The CCI Open Data Portal has been in operation since 2015, and since its inception, has provided access to over 450 datasets and has had more than 50 million file accesses. It consists of two front end access routes for data discovery: a CCI dashboard, which shows the breadth of CCI products available and the time ranges which are covered and can be drilled down to select the appropriate datasets; and a faceted search index, which allows users to search for data over a wider range of characteristics. These are supported at the back end by a range of services provided by the Centre for Environmental Data Analysis (CEDA), which includes the data storage and archival, catalogue and search services, and download servers supporting multiple access routes (FTP, HTTP, OPeNDAP, OGC WMS and WCS). Direct access to the discovery metadata is also available, and can be used by downstream tools to build other interfaces on top of these components e.g., the CCI Toolbox uses the search and OPeNDAP access services to include direct access to data.
In the initial phase of the CCI Open Data Portal, a combination of Earth System Grid Federation (ESGF) search and CEDA’s Catalog Service for Web (CSW), were used to provide the functionality of the portal search. However, using the combination of the two services, and the specialised requirements of ESGF, added complexity, and increased the effort needed to publish data, so the portal was redeveloped in 2019 under the CCI Knowledge Exchange project. In this new phase, the Open Data Portal combines search and data cataloguing using OpenSearch with data serving capacity using Nginx and THREDDS, which has simplified the publication process, and allowed more flexibility when including data. A number of innovations have been made to data serving functionality with the adoption of containers and Kubernetes to provide a scalable data service and the provision of an analysis-ready data cache on JASMIN’s object store using Zarr serialisation of source netCDF files. The latter augments the existing data service to provide access to data for the CCI Toolbox application with data rechunked to provide optimal performance for data analysis queries. Publishing has been further streamlined through two changes. First, the servers providing data download and OPeNDAP services (Nginx & THREDDS) are reading directly from the file system so data appears there as it reaches the CEDA archive. Second, through the use of message passing frameworks (RabbitMQ) and containerised processing scripts, we can generate the metadata needed for search in parallel to the files reaching the archive. In some cases, manual changes are needed to this metadata. These are fed in using configuration files and become part of an automated workflow to re-tag the affected data files, leveraging Continuous Integration pipelines.

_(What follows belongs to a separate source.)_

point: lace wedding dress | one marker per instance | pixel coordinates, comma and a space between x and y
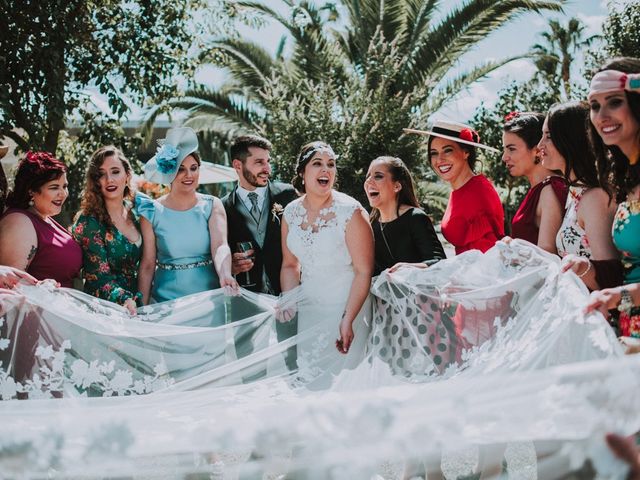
327, 274
483, 364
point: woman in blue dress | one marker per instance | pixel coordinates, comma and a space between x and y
184, 233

A key challenge in the operation of the CCI Open Data Portal comes from the heterogeneity of the different datasets that are produced across the Climate Change Initiative programme, with different scientific areas and different user communities all have differing needs in terms of the format and types of data produced. To this end, the work of the CCI Open Data Portal, also includes maintaining CCI data standards. These standards aim to provide a common format for the data, but necessarily, still leaves considerable breadth in the types of data produced. This provides challenges in providing harmonised search and access services, and solutions have been developed to ensure that every dataset can still be fully integrated into our faceted search services.
In this presentation we will describe the CCI Open Data Portal, recent developments, and the lessons that we have learnt from over six years of operations.